Probably the model we are using is not the right one and you must use a more complex one, or even a simpler one. Another option may be that more data is needed to learn, or more variables from which to draw more relationships or information, or both.
That is why, if we fail to achieve our purpose as we expected, we may have to return to the first step where we emphasized the importance of knowing in detail the sample of data obtained.
TOOLS TO BEGIN
I didn’t want to finish without naming some of the most common tools that are often used to start “messing around” in Machine Learning.
First, if you do not have a set of data to start from, on the Internet there are some prepared to download such as: Titanic passengers, mnist, mnist fashion and classification of plants according to their petals.
After finding a data set, the best thing to understand how everything works is to use online notebooks . Both Jupiter and Google Collaboratory or R-Studio are quite useful since they do not require any previous installation.
Regarding the language programming, there is and there will be an ongoing debate about whether to use Python, R or Matlab, but that for anyone to start is perfectly valid.
Finally, if the language chosen is Python, these are some of the most useful libraries that will be of great help: Numpy, Pandas, Matplotlib, Seaborn, TensorFlow, NLTK, Sklearn …

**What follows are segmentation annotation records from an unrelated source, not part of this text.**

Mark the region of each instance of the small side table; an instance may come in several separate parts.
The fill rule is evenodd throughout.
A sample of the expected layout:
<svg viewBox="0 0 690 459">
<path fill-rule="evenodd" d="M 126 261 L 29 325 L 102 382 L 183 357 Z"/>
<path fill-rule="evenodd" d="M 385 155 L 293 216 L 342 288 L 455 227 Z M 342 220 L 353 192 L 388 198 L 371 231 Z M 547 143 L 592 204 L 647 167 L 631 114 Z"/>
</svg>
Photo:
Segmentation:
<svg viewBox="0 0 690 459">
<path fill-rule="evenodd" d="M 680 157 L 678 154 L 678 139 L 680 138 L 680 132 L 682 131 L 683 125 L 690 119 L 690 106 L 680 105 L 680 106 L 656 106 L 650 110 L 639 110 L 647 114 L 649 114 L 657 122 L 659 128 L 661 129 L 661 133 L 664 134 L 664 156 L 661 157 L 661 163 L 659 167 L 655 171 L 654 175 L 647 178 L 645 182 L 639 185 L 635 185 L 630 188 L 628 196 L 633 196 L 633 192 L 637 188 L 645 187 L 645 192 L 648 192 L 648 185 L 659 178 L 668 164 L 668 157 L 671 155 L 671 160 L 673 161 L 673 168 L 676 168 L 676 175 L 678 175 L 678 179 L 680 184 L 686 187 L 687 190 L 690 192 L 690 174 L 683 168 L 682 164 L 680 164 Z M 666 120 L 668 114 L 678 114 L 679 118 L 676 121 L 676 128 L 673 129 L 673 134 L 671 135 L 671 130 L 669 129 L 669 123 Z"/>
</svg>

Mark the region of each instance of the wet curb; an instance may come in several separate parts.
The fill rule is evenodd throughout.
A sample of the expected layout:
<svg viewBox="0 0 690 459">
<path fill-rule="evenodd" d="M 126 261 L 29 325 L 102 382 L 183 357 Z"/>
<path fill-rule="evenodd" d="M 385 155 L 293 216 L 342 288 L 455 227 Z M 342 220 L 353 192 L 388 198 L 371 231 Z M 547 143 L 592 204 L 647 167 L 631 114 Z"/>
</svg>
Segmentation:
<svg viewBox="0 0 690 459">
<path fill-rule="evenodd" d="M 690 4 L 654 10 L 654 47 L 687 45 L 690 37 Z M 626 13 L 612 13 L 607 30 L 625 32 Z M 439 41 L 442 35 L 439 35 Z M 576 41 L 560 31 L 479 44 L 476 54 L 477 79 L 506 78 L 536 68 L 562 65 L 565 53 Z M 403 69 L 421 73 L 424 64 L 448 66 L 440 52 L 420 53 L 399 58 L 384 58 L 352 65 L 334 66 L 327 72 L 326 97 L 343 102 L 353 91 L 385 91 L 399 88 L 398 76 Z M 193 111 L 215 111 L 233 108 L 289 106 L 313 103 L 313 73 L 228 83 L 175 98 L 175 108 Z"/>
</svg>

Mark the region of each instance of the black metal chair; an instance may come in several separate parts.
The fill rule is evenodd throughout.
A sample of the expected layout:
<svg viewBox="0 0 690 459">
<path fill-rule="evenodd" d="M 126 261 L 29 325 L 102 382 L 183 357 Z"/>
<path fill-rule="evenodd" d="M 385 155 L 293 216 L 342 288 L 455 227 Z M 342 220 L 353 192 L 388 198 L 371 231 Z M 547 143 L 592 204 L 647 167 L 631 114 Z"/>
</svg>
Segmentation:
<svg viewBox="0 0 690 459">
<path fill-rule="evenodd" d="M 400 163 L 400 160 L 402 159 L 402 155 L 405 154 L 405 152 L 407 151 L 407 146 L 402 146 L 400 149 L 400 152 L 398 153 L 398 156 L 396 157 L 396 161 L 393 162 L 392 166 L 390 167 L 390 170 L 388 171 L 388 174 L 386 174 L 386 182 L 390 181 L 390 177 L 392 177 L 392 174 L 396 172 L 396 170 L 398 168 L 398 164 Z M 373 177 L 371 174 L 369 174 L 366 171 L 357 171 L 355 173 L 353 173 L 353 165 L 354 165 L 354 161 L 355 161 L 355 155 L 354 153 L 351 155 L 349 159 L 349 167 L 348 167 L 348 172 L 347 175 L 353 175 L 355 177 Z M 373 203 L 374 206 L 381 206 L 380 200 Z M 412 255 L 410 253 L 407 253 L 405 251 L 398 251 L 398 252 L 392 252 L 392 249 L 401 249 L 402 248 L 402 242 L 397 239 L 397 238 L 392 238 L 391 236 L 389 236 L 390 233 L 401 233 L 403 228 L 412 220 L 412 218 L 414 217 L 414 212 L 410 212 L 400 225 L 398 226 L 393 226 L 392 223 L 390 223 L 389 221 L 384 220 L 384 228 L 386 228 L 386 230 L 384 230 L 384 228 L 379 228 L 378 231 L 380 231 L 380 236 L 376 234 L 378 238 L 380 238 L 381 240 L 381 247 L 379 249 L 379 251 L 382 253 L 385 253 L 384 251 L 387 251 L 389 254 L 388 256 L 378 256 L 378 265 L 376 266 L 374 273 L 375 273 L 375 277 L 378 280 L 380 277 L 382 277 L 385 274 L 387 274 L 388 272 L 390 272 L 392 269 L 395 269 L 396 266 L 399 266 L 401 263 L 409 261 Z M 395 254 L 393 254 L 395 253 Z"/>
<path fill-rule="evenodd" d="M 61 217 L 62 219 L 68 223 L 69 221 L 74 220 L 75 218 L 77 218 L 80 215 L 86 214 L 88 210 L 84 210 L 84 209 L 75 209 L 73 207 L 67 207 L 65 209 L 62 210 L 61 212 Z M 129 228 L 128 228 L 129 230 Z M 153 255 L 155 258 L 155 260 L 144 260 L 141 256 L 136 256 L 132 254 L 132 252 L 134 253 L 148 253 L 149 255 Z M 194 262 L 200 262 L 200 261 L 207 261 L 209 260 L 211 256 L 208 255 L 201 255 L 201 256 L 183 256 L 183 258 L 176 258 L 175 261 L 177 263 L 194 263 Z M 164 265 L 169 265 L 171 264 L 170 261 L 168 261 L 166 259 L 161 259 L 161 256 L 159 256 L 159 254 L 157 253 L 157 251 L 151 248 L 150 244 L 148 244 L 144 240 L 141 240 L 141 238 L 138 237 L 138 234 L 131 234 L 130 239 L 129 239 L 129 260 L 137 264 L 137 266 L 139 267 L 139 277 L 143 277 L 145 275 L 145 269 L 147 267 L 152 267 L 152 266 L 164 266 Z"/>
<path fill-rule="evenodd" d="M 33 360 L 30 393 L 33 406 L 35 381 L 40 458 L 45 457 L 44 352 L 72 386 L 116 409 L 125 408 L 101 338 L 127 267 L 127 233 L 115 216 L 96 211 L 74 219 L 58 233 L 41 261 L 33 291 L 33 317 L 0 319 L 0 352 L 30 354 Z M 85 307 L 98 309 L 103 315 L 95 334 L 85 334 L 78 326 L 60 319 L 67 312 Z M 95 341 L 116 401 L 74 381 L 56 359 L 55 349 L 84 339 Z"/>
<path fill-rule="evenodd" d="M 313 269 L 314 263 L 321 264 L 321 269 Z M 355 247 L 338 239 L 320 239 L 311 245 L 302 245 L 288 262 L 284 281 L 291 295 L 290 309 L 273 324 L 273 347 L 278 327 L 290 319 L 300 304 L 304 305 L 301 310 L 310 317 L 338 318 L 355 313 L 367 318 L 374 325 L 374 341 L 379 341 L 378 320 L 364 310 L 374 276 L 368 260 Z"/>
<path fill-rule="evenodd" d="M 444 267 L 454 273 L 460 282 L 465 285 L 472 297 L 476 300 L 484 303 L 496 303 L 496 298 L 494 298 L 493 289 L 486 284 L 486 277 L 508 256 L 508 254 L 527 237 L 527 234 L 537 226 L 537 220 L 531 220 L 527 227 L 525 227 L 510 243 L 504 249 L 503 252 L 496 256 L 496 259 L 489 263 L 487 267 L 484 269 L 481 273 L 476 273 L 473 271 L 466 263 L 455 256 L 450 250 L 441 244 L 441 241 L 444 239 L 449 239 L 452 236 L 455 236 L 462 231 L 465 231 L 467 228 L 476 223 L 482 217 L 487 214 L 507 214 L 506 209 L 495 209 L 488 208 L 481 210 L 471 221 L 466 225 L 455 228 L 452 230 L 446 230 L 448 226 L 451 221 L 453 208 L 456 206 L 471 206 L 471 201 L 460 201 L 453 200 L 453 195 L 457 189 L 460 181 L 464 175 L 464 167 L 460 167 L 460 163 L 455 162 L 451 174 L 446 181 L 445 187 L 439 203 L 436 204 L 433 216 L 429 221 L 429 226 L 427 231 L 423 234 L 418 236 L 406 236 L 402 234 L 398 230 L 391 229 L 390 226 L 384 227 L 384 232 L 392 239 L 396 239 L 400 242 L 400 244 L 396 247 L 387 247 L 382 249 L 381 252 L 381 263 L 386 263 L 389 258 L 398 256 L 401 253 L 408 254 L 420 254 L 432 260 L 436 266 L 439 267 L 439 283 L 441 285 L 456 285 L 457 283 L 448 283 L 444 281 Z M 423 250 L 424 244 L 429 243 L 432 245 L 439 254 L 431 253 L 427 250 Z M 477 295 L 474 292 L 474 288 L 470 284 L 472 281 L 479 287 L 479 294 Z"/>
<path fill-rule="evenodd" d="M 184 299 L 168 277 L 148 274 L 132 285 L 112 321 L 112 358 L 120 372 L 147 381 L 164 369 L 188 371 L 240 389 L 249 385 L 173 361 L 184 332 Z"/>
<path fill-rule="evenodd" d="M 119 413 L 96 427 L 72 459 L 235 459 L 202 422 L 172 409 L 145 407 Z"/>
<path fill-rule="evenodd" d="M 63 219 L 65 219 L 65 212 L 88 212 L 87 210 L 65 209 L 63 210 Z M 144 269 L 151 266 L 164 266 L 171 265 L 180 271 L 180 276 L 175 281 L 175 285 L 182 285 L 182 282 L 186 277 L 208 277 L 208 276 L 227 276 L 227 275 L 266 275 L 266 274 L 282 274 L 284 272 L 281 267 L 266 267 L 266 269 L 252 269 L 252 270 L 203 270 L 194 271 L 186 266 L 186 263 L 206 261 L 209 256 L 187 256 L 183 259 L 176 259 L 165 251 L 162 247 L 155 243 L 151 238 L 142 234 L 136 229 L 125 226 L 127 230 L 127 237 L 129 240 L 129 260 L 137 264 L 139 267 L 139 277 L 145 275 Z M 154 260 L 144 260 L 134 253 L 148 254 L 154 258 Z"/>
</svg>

Summarizing all the information, remember that Deep Learning is a specific part of Machine Learning, and this in turn is included in the field of Artificial Intelligence.
On the other hand, we have also seen that entering the world of Machine Learning is not as simple as it might seem since it requires paying close attention to the details and knowledge of the data that we are going to use in our model. And not only have to “pamper” the data, but the whole process from beginning to end: from its preparation, through the choice of the model and its training, to the assessment of whether the results are consistent with the desired objective reach from the beginning or not.